I feel the same way about summer. (Of course, I live in Texas, so I don't have to deal with (much) snow, which I also don't like.) It's not the weather so much as the lack of structure. I like structure. I'm 100% with you in "bring on the fall".

Hope said...

at the risk of opening a huge can of worms, have you considered a nursery school that is run out of a church or synagogue building? The schools aren't always run by the religious group, sometimes they just rent the space from the church or temple. They also tend to be a lot cheaper than a privately run school. The YMCA also usually has good programs, but they are probably completely over booked.

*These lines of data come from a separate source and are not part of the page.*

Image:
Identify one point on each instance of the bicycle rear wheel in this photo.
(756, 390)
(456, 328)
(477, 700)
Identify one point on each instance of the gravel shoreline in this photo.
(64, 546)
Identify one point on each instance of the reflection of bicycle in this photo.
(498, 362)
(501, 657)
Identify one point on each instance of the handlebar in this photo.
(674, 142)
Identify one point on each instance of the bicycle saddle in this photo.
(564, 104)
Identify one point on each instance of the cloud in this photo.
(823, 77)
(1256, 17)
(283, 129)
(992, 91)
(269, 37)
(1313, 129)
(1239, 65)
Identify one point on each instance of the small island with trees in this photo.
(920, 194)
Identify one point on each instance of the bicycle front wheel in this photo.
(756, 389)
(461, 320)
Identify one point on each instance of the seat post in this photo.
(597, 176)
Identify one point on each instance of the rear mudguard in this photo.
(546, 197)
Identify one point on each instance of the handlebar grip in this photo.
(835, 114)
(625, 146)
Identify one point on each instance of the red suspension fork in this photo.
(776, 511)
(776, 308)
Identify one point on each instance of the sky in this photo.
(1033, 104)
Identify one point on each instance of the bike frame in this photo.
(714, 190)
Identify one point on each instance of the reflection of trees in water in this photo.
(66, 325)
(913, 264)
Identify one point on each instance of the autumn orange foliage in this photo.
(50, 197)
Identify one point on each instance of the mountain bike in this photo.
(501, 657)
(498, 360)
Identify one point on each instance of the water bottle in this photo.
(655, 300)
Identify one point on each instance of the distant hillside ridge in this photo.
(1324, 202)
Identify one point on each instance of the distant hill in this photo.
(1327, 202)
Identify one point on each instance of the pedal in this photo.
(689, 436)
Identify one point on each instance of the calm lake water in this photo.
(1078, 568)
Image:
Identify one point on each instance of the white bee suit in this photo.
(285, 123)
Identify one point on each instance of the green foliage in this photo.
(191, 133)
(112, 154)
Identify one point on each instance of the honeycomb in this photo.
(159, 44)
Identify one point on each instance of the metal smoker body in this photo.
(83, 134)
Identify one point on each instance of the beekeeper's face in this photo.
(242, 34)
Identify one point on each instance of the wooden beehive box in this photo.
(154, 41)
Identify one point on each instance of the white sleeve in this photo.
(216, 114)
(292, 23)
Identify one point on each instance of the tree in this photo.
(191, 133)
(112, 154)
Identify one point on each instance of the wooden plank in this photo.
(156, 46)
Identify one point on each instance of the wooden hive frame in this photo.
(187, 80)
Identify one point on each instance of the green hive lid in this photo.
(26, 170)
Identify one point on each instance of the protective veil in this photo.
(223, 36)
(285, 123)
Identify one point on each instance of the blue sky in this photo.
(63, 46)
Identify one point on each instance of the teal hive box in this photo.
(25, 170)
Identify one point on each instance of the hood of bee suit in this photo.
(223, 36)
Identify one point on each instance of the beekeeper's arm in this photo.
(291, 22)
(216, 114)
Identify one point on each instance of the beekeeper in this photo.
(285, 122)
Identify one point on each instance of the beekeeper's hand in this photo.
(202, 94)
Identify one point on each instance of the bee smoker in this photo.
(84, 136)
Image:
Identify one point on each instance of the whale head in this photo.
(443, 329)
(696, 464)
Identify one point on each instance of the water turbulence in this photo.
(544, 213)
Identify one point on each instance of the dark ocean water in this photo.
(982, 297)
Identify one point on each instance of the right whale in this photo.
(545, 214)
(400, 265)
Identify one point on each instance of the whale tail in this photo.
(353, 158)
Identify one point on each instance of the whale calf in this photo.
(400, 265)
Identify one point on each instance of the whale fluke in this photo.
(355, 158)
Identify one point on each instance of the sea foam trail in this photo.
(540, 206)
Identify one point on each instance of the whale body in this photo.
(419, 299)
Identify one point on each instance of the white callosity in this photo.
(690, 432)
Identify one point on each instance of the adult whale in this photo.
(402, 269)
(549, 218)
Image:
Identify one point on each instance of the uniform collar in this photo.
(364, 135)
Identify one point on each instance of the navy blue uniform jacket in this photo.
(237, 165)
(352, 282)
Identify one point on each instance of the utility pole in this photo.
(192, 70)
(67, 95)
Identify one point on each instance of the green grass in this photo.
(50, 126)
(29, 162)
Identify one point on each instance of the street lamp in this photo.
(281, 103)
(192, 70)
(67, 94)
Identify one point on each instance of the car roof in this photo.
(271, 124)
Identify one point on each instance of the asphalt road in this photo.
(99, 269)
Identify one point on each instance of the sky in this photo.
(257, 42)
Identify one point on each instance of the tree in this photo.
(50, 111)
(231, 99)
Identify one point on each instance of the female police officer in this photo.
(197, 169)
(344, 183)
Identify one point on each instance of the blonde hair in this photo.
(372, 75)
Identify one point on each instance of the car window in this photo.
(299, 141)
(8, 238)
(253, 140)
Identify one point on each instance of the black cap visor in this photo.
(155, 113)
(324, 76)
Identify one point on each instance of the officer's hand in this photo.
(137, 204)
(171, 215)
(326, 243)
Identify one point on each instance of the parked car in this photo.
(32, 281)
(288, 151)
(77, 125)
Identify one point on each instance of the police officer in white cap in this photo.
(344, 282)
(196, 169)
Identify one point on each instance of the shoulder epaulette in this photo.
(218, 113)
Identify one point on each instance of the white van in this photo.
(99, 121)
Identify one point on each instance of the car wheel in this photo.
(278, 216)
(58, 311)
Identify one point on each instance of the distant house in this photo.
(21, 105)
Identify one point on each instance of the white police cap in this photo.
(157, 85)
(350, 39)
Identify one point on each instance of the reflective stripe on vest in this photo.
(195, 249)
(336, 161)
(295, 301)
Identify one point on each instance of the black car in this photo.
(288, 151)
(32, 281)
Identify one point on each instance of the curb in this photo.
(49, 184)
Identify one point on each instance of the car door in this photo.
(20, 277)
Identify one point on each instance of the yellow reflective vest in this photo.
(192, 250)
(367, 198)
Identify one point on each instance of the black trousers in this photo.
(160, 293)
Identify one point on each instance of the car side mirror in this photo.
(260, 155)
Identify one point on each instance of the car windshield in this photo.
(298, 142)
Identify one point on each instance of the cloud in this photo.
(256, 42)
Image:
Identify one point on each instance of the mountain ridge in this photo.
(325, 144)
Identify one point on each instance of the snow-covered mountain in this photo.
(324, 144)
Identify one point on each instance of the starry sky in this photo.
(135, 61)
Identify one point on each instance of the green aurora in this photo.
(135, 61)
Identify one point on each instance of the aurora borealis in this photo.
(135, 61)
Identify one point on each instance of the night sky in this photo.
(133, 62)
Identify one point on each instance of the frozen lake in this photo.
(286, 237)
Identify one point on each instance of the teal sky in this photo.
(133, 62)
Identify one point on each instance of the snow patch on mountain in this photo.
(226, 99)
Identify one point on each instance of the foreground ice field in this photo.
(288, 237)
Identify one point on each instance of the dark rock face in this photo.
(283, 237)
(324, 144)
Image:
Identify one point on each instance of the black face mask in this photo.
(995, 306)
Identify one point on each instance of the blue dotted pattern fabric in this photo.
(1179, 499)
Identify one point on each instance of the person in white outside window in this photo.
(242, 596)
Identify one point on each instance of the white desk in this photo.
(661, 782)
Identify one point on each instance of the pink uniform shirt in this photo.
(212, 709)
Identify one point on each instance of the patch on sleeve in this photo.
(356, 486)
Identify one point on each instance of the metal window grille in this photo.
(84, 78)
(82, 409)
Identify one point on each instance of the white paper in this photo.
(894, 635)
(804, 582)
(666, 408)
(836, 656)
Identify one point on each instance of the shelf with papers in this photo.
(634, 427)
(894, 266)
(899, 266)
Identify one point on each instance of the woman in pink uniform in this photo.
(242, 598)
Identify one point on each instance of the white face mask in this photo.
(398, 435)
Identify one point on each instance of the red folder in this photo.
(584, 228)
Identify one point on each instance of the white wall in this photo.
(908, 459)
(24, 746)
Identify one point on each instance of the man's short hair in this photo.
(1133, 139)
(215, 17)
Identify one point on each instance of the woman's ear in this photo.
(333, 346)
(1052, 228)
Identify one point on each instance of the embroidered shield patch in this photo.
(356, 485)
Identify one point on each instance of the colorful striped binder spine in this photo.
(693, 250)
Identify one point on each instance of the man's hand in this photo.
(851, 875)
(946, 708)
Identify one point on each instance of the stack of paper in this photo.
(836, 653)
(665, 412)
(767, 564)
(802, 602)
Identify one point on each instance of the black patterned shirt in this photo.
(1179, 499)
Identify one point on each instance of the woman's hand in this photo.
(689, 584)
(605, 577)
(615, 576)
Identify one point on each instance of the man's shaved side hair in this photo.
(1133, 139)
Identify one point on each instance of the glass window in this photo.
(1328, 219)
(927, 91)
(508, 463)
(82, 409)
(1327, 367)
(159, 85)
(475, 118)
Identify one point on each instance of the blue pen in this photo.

I know you had little success for the "gentle separation" class, so I think it is pretty important to get them into some sort of nursery program. Two or three half days a week would be good for both you and the girls- I know you probably will not be able to get a lot done while they are there, but take it as "me" time

Jeannine said...

I agree with Hope. We did a Mommy and me (us) at our church preschool this past year and will do a two morning a week (three hours a day) drop off preschool there this fall. Our school, while affilated with our (Catholic) church, does not teach any Catholic doctrine, but does have a Christian philosphy (we celebrate Christmas there, not just winter). It is a private school in an affluent suburb of Los Angeles, and I'll be paying less than $5,000 total for my twins to go this year. They gave me a tuition break last year since I had twins and are offering a small one this year too. Check it out - it would really be good for all of you to try a gradual approach to preschool rather than just going full throtle next year. Good luck.

Anonymous said...

43rd Street co-op nursery school.

Shelli said...

total summer hater here, too - the ONLY advantage, in my book, is NOT having to stuff children into warming devices before leaving the house.

I was going to say - I guess it depends on the preschool, but some offer more, for less. Again, "location, location, location."

So how about some socializing up in Harlem? ;)

Anonymous said...

I am 100% with you on the hate summer comment. I can't wait for it to be over. Fall and winter and the absolute best!!